Infinities in QFT come from high momenta. I sometimes hear that is equivalent to coming from short distances, but I'm not sure I see the connection.

The free propagator G(x-y) which I think goes like 1/|x-y|^2 is singular for short distances (when x=y). In momentum space G(x)= ∫d^4k exp[ikx] /(k^2+m^2). If x=0, then clearly ∫d^4k exp[0] /(k^2+m^2) diverges for large momenta k. However, if x is not equal to zero, then the expression is perfectly finite even when k is allowed to be really large in the integral. So it seems distance is even more important than momenta in determining the divergence of the free propagator.

Also, for a phi^4 theory it's true that the self-energy at one loop is G(z-z)=G(0) where z is the vertex coordinate that is integrated over. This leads to infinity. So you can say short distances leads to infinities.

However, for phi^3 theory, it is this term which leads to infinities: G(y-z)G(y-z) where y and z are the vertex coordinates that are integrated over. You have an infinity here that's caused by repetition of the Green's functions rather than y=z.

So for the phi^3 case, the infinities aren't caused by short distances between the vertices.

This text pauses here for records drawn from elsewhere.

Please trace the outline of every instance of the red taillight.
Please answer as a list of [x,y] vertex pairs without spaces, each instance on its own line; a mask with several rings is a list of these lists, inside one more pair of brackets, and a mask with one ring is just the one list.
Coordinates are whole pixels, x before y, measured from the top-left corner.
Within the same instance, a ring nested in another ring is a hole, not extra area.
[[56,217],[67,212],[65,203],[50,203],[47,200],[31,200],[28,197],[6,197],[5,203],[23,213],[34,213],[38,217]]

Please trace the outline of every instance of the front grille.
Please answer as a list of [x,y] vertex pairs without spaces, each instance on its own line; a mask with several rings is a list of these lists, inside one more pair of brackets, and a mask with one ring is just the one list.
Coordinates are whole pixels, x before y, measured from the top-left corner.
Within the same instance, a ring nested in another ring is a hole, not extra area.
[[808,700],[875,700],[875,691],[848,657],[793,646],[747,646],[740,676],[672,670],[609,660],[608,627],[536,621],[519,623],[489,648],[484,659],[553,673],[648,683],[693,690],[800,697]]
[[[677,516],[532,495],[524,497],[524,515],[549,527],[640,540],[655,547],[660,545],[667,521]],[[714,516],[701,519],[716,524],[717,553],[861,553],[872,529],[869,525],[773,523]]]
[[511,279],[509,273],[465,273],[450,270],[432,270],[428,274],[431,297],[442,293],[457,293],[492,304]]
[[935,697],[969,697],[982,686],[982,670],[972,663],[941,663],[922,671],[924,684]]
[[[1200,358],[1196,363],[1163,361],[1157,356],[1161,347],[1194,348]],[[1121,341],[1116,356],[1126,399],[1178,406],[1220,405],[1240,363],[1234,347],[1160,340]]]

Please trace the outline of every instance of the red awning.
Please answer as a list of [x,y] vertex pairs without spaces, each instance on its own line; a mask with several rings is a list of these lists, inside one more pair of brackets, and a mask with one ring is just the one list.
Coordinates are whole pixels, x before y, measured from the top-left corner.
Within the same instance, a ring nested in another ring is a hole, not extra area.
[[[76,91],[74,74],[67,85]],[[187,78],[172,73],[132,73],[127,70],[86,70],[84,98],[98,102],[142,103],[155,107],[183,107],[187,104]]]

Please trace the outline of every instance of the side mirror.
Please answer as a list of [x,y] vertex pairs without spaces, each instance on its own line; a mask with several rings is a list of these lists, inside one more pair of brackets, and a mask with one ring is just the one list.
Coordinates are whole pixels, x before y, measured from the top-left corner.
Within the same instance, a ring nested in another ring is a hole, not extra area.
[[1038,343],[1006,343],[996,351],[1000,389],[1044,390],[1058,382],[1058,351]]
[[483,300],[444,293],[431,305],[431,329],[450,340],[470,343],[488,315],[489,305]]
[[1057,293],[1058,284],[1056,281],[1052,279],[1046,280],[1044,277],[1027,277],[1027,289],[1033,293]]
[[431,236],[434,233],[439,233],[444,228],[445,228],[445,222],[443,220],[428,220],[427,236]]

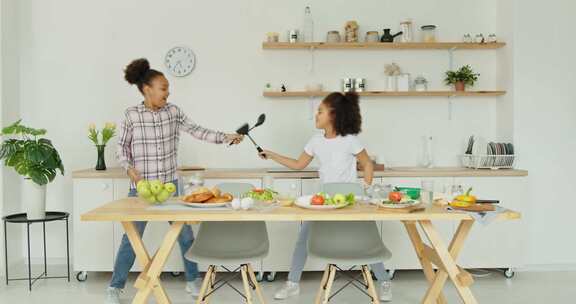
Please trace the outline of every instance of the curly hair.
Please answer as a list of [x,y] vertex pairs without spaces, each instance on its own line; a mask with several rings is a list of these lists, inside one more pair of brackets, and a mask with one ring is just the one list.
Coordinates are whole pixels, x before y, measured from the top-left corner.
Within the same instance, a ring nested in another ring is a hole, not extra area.
[[164,74],[151,69],[150,63],[146,58],[133,60],[126,69],[124,69],[124,79],[126,79],[129,84],[135,84],[141,93],[143,93],[142,88],[144,85],[150,85],[152,80],[158,76],[164,76]]
[[358,94],[334,92],[326,96],[322,103],[330,109],[336,134],[346,136],[362,132],[362,114],[360,114]]

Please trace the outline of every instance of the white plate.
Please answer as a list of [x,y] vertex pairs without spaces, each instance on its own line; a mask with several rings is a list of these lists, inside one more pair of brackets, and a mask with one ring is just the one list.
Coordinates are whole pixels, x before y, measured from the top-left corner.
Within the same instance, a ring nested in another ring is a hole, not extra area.
[[390,208],[390,209],[402,209],[412,207],[418,204],[420,204],[419,201],[407,201],[405,203],[390,203],[390,201],[383,201],[382,203],[380,203],[380,206],[383,208]]
[[344,207],[348,206],[348,203],[341,204],[341,205],[312,205],[312,204],[310,204],[310,200],[312,200],[312,196],[313,195],[301,196],[298,199],[296,199],[296,202],[294,202],[294,204],[298,207],[301,207],[301,208],[316,209],[316,210],[340,209],[340,208],[344,208]]
[[193,208],[218,208],[228,206],[228,203],[188,203],[185,201],[180,201],[180,203],[184,206]]

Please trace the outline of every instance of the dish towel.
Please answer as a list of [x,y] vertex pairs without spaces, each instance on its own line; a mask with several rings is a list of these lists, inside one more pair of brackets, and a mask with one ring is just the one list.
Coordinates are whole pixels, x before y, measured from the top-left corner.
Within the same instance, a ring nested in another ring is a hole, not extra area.
[[504,213],[506,210],[508,210],[506,208],[502,208],[502,207],[498,207],[498,206],[496,206],[496,210],[487,211],[487,212],[462,211],[462,210],[456,210],[450,206],[448,206],[448,208],[446,208],[446,209],[448,211],[452,211],[452,212],[466,213],[466,214],[470,215],[471,217],[473,217],[476,222],[482,224],[482,226],[487,226],[492,221],[494,221],[494,219],[496,219],[498,214]]

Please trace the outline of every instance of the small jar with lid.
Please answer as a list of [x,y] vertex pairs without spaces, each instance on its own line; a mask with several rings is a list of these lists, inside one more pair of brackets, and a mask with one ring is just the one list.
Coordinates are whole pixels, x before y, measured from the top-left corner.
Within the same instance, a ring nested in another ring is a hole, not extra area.
[[436,42],[436,26],[423,25],[420,27],[422,33],[422,42]]
[[425,92],[428,91],[428,80],[424,76],[418,76],[414,79],[414,91]]
[[326,34],[326,42],[328,43],[338,43],[340,42],[340,32],[338,31],[329,31]]

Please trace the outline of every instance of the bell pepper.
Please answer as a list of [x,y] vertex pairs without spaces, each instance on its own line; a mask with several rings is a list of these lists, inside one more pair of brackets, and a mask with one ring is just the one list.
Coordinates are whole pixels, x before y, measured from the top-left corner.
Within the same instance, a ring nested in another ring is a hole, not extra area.
[[472,188],[468,188],[465,194],[456,196],[450,205],[454,207],[468,207],[476,204],[476,197],[470,195],[470,192],[472,192]]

So are infinities really explained by short distances?

 

[andrien]

high energy and short distance behaviour are same in meaning,not infinity.you can find theories which will behave badly in high energy limit.there will be infinities associated with it.they are said to be divergent at high energy or short distance.If a theory is renormalizable i.e. have coupling strength dimension as positive powers of mass(or zero) then they may not diverge badly at high energy behaviour or short distances.

 

[king vitamin]

Infinities in QFT come from high momenta. I sometimes hear that is equivalent to coming from short distances, but I'm not sure I see the connection.

The free propagator G(x-y) which I think goes like 1/|x-y|^2 is singular for short distances (when x=y). In momentum space G(x)= ∫d^4k exp[ikx] /(k^2+m^2). If x=0, then clearly ∫d^4k exp[0] /(k^2+m^2) diverges for large momenta k. However, if x is not equal to zero, then the expression is perfectly finite even when k is allowed to be really large in the integral. So it seems distance is even more important than momenta in determining the divergence of the free propagator.

Your argument for the Green's function being finite for infinite momenta is still being formulated in position space though. Since 1/|x-y|^2 ~ ∫d^4k exp[ik(x-y)] /(k^2+m^2), your statement that both functions diverge when x=y are the same.

When one refers to loop corrections being infinite in a QFT before renormalization, one can do so either purely in position space or momentum space. Consider the one-loop self-energy correction in phi^3 theory. Using position-space Feynman rules, we have ∫d^4xd^4y G(x-y)G(x-y) being infinite in the region where x=y. Using momentum-space Feynman rules, we get ∫d^4k G(k)G(p+k) being infinite where k goes to infinity. These are the two equivalent statements that field theories give infinities for short distance/large momenta.